Les « bons sentiments »​ ne doivent pas toujours l’emporter

0Etat islamique

Par :

Bertrand SOUBELET

Bertrand SOUBELET

Président BS Consulting

Depuis quelques jours les commentaires sur la condamnation à mort en Irak des djihadistes détenteurs de la nationalité française fleurissent sur les medias. Un collectif d’avocats se mobilise également pour tenter d’infléchir le verdict de la justice irakienne.

La presse fait état d’un embarras supposé de l’Etat français au regard de cette décision de justice.

Je crois qu’en réalité cette agitation relève d’une véritable incompréhension sur le sens profond de cet épisode.

Tout d’abord ces jeunes ont fait un choix. Ils ont délibérément choisi de renoncer à la France en enfreignant la loi pour rejoindre les zones de combats. Ils l’ont décidé de leur plein gré en faisant allégeance à une organisation terroriste qui a déclaré la guerre à la démocratie, aux principes qui fondent notre civilisation et commis des attentats qui ont couté la vie à près de 250 de nos compatriotes.
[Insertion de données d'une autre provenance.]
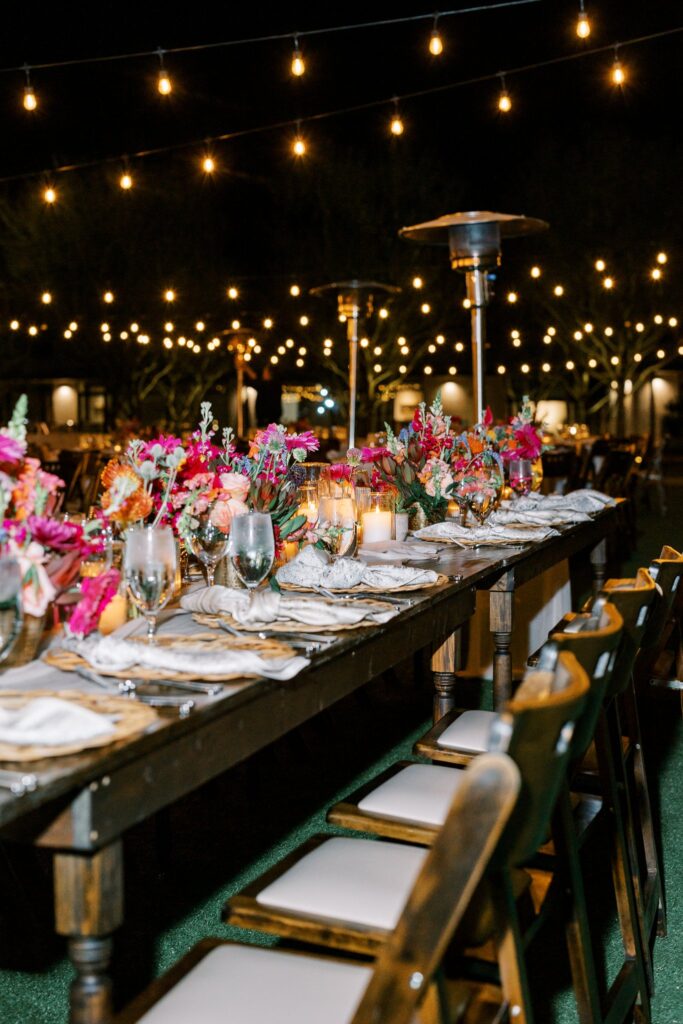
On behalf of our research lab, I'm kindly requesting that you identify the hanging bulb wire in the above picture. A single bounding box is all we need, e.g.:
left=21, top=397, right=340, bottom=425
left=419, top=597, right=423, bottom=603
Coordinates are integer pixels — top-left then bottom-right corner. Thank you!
left=292, top=36, right=306, bottom=78
left=577, top=0, right=591, bottom=39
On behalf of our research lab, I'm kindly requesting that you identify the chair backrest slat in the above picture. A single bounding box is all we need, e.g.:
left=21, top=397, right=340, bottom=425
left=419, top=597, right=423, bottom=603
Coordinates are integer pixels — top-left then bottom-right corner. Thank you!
left=352, top=754, right=520, bottom=1024
left=489, top=650, right=589, bottom=866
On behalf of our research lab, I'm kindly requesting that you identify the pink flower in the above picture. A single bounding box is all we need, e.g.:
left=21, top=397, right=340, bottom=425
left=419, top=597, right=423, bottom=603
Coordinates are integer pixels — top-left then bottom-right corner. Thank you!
left=69, top=569, right=121, bottom=637
left=0, top=431, right=26, bottom=465
left=515, top=423, right=543, bottom=459
left=218, top=473, right=250, bottom=502
left=15, top=542, right=57, bottom=618
left=209, top=497, right=249, bottom=534
left=27, top=515, right=89, bottom=551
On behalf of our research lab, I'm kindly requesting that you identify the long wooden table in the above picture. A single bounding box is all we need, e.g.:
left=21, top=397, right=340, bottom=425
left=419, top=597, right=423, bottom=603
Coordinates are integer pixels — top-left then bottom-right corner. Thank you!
left=0, top=509, right=617, bottom=1024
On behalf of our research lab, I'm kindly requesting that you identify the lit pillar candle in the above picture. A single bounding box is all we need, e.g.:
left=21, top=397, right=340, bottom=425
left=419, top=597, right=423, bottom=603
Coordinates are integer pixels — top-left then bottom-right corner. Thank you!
left=360, top=508, right=391, bottom=544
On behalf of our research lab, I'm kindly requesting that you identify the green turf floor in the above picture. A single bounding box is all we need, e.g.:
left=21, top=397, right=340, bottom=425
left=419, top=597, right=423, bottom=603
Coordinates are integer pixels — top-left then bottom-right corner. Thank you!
left=0, top=486, right=683, bottom=1024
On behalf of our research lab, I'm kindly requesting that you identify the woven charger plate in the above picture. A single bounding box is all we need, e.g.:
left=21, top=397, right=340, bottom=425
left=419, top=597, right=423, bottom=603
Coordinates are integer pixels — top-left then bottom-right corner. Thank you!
left=43, top=620, right=294, bottom=683
left=0, top=690, right=158, bottom=761
left=279, top=572, right=449, bottom=594
left=193, top=598, right=396, bottom=630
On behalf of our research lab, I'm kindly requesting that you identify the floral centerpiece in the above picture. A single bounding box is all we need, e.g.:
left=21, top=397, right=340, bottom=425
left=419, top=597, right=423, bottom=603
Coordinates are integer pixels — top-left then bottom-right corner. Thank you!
left=358, top=395, right=454, bottom=522
left=0, top=395, right=119, bottom=639
left=101, top=401, right=318, bottom=552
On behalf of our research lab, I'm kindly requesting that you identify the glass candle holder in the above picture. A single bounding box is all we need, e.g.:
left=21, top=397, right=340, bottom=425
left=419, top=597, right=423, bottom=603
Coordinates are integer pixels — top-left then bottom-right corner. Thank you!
left=359, top=490, right=396, bottom=544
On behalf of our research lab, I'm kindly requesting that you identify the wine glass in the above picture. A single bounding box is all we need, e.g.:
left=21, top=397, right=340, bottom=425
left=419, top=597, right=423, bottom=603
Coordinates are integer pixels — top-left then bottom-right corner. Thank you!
left=510, top=459, right=533, bottom=498
left=317, top=496, right=358, bottom=558
left=189, top=512, right=229, bottom=587
left=228, top=512, right=275, bottom=590
left=123, top=526, right=175, bottom=643
left=0, top=556, right=24, bottom=662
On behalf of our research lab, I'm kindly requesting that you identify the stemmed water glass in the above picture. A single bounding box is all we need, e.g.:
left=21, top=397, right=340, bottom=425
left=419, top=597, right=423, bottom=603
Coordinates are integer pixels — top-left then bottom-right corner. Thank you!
left=189, top=512, right=229, bottom=587
left=0, top=556, right=24, bottom=662
left=123, top=526, right=175, bottom=643
left=510, top=459, right=533, bottom=498
left=228, top=512, right=275, bottom=590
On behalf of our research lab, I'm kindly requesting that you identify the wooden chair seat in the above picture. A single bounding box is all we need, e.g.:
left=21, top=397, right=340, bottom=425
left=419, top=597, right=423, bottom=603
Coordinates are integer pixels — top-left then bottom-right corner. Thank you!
left=118, top=754, right=520, bottom=1024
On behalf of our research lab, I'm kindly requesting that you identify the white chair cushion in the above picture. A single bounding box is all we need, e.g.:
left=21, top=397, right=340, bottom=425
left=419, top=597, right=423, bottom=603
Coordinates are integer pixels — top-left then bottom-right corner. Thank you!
left=139, top=945, right=372, bottom=1024
left=358, top=765, right=464, bottom=826
left=256, top=838, right=427, bottom=931
left=436, top=711, right=496, bottom=754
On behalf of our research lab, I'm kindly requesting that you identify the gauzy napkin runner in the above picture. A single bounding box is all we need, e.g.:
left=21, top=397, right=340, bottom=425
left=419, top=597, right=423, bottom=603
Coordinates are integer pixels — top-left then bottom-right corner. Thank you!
left=415, top=520, right=557, bottom=548
left=65, top=630, right=309, bottom=679
left=275, top=546, right=438, bottom=591
left=358, top=541, right=441, bottom=562
left=0, top=697, right=114, bottom=746
left=180, top=587, right=397, bottom=630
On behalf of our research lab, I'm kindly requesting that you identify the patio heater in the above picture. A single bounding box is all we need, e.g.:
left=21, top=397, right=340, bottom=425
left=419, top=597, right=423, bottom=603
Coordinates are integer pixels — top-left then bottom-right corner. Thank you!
left=221, top=327, right=255, bottom=437
left=398, top=210, right=548, bottom=423
left=310, top=280, right=400, bottom=447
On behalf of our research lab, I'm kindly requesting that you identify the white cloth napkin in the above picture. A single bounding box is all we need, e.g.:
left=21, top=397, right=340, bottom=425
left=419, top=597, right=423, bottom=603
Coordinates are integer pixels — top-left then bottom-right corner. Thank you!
left=0, top=697, right=114, bottom=746
left=180, top=587, right=397, bottom=630
left=416, top=520, right=557, bottom=548
left=275, top=546, right=438, bottom=591
left=65, top=630, right=309, bottom=679
left=358, top=541, right=441, bottom=562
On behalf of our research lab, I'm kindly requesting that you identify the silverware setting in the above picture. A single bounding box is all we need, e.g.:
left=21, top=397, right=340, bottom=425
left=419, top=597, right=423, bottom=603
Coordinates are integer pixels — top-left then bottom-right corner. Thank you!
left=0, top=768, right=39, bottom=797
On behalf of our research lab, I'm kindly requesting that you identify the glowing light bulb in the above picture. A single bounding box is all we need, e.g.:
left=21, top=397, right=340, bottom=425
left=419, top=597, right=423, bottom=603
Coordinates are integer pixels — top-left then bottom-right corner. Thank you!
left=292, top=36, right=306, bottom=78
left=157, top=68, right=173, bottom=96
left=22, top=85, right=38, bottom=111
left=577, top=0, right=591, bottom=39
left=429, top=18, right=443, bottom=57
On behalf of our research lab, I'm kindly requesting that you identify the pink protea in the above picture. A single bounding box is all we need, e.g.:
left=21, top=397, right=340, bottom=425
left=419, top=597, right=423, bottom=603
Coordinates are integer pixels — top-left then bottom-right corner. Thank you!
left=69, top=569, right=121, bottom=637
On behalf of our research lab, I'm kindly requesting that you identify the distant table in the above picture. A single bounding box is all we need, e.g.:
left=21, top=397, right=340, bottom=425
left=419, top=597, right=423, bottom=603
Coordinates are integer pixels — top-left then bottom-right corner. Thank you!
left=0, top=509, right=616, bottom=1024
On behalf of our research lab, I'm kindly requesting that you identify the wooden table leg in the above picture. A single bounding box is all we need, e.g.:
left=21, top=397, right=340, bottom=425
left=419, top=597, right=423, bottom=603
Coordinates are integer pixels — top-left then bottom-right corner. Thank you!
left=431, top=630, right=462, bottom=722
left=591, top=538, right=607, bottom=597
left=488, top=572, right=515, bottom=711
left=54, top=841, right=123, bottom=1024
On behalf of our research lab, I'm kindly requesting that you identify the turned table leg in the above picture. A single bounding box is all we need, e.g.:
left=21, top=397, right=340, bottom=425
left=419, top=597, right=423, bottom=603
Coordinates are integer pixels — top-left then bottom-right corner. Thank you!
left=54, top=841, right=123, bottom=1024
left=488, top=572, right=514, bottom=711
left=591, top=538, right=607, bottom=597
left=431, top=630, right=461, bottom=722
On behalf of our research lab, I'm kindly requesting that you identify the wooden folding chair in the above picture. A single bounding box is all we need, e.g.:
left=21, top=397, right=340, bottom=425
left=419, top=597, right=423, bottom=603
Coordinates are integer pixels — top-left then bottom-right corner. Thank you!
left=225, top=653, right=588, bottom=1022
left=117, top=754, right=520, bottom=1024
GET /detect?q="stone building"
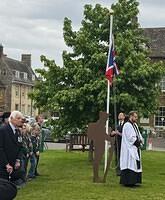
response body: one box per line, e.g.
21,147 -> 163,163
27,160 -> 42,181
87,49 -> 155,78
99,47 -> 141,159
141,28 -> 165,135
0,45 -> 37,116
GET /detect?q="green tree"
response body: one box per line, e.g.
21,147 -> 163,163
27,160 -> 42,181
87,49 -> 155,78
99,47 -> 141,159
31,0 -> 164,138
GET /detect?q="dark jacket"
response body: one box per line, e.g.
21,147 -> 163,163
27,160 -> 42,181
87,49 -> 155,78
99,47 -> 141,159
0,124 -> 22,168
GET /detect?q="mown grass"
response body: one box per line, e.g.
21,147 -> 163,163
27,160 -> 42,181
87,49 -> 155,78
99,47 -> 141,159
16,150 -> 165,200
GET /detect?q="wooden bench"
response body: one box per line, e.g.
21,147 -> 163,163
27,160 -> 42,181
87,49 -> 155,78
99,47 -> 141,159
66,134 -> 93,152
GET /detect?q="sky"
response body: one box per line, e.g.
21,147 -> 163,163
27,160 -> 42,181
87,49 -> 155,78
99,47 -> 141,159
0,0 -> 165,69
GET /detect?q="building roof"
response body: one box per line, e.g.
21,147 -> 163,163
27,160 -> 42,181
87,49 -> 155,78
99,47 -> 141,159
144,27 -> 165,58
0,45 -> 35,85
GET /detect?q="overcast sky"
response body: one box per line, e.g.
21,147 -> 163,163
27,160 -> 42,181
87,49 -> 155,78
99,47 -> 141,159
0,0 -> 165,68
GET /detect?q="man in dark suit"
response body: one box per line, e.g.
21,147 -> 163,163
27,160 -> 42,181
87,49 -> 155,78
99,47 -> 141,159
0,111 -> 23,182
115,112 -> 125,176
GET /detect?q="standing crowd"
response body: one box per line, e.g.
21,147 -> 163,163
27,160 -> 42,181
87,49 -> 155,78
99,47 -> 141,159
0,111 -> 43,200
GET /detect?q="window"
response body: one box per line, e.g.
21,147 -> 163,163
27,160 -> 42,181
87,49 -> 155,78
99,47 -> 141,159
23,72 -> 27,80
155,106 -> 165,127
15,86 -> 19,97
160,77 -> 165,92
22,86 -> 25,98
15,71 -> 20,78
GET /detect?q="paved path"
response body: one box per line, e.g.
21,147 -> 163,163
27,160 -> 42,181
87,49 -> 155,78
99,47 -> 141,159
45,137 -> 165,151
En participant activement aux opérations de guerre et aux massacres ordonnés par DAECH ils ont tué des soldats et assassiné des civils, femmes et enfants sans discrimination.

Ils ont été faits prisonniers par un Etat souverain, l’Irak, sur le territoire duquel se sont déroulées un bonne partie de ces exactions.

Ils ont été jugés pour crimes de guerre selon la loi nationale dans un contexte post-guerre. Le ministre des affaires étrangères, Jean-Yves Le Drian a déclaré à l’Assemblée Nationale le 29 mai dernier que les procès s’étaient déroulés de « manière équitable ». Les accusés ont bénéficié d’une défense et de l’assistance des autorités consulaires françaises.

Il n’y a donc aucun commentaire ni appréciation à faire sur les verdicts.

Il s’agit de crimes de guerre commis « en temps de guerre » par des combattants volontaires.

Les raisonnements de temps de paix et de justice de droit commun ou « ordinaire » ne s’appliquent pas ici. Ils sont totalement inadaptés et décalés. Et les théories des cercles intellectuels qui ont fait de nous un peuple faible qui excuse et accepte tout depuis 50 ans sont anachroniques.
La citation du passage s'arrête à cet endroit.